¿Quién no conoce el renacimiento italiano? Comenzó a finales del siglo XIV hasta el 1600 y fue puente hacia la edad moderna desde la edad media. Aunque los orígenes del movimiento eran literario, el esfuerzo intelectual y de los singulares mecenas hizo que se expandiera como la pólvora. Cientos de los aspectos medievales permanecían en la cultura italiana y el Renacimiento no se desarrolló totalmente hasta fin de siglo. Comenzó en la Toscana y tuvo como centro la ciudad de Florencia, junto a la de Siena; después tendría un desarrollo impactante en Roma, que fue ornamentada con algunos edificios en el estilo antiguo. Es una lástima que este esfuerzo en Roma se viera destruido por la iglesia católica. El renacimiento no podría tener sentido sin sus orígenes y estos fueron la cultura clásica, por ello en Italia se desarrolló con gran esplendor y magnificencia. En esta época de esplendor, de maravilla intelectual, tuvo lugar mi nacimiento.
Era un muchacho andrajoso de aspecto delicado y mirada de estúpido iluso. Mis padres me inculcaron su fe a base de golpes hasta hacerme ingresar en el clero. Los monjes vieron que mis manos eran asombrosamente habilidosas; entonces decidieron que yo sería quien engalanara el monasterio, las iglesias del alrededor y los manuscritos a base de mis dibujos. Tomaron la iniciativa de hacer que un muchacho me impartiera clases. A pesar de su juventud tenía un don, don que ellos también venían en mí.

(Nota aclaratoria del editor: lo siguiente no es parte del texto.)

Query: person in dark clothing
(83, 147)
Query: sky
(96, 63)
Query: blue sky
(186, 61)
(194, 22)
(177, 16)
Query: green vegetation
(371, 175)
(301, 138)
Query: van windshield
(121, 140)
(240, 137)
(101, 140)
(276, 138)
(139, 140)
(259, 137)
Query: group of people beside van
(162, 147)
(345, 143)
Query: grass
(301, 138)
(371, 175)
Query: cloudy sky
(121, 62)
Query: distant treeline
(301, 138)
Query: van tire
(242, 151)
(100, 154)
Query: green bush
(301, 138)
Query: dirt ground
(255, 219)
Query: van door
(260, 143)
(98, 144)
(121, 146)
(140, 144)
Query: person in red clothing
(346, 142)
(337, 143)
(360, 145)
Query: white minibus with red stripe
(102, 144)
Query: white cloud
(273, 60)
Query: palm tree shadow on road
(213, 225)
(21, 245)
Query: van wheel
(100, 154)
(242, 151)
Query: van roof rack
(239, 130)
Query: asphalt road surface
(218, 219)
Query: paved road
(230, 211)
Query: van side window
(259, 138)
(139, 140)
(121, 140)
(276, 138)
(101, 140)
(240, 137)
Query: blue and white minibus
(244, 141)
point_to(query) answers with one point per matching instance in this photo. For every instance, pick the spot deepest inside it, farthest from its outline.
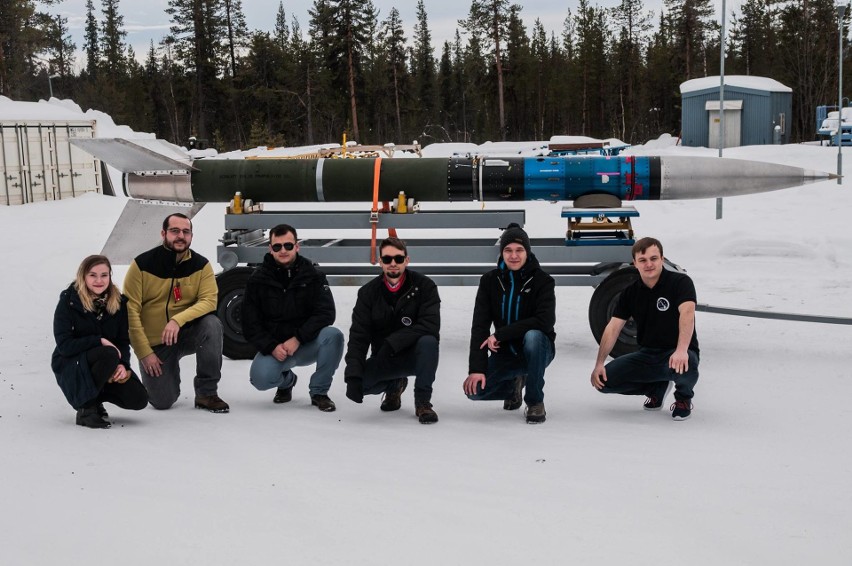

Él era un hombre de aspecto presuntuoso, sensual y bastante aguerrido. Sus manos eran grandes y finas, sus cabellos rojizos caían por sus hombros hasta rozar su cintura. Lo que más llamaba la atención era su piel y su mirada de ojos color ámbar. Sin duda un hombre elegante, controvertido, extrovertido y bastante habilidoso. Se llamaba Gabriel y firmaba como El Romano. Estaba orgulloso de su ciudad, de su pasado histórico y sobretodo de la belleza de sus noches. Sin embargo veía que algo le anclaba a la tristeza, sonreía pero no tenía magia en sus facciones. Tan sólo lo veía en paz cuando trazaba las siluetas de las vírgenes, sensuales y tan eróticas que en vez de rezarlas otros las tomaría como una mujer de una noche. Los monjes no veían estas obras y tan sólo conocían los Jesús de Nazaret de aspecto bondadoso, aunque también el hijo de Dios tenía connotaciones sexuales y sobretodo homosexuales. Una vez reía mientras pintaba un ángel desnudo masturbándose ante el ojo divino. Él se convirtió en mi hermano mayor, mi familia y confidente. Fue a quien le confesé mi rotundo odio hacia las mujeres, las odiaba por culpa de mi madre y mi abuela. Ellas jamás hicieron nada por mí y la que me trajo al mundo me apaleaba a diario. En mi cuerpo juvenil tenía marcas de latigazos, arañazos mal sanados y marcas de costuras por culpa de un navajazo.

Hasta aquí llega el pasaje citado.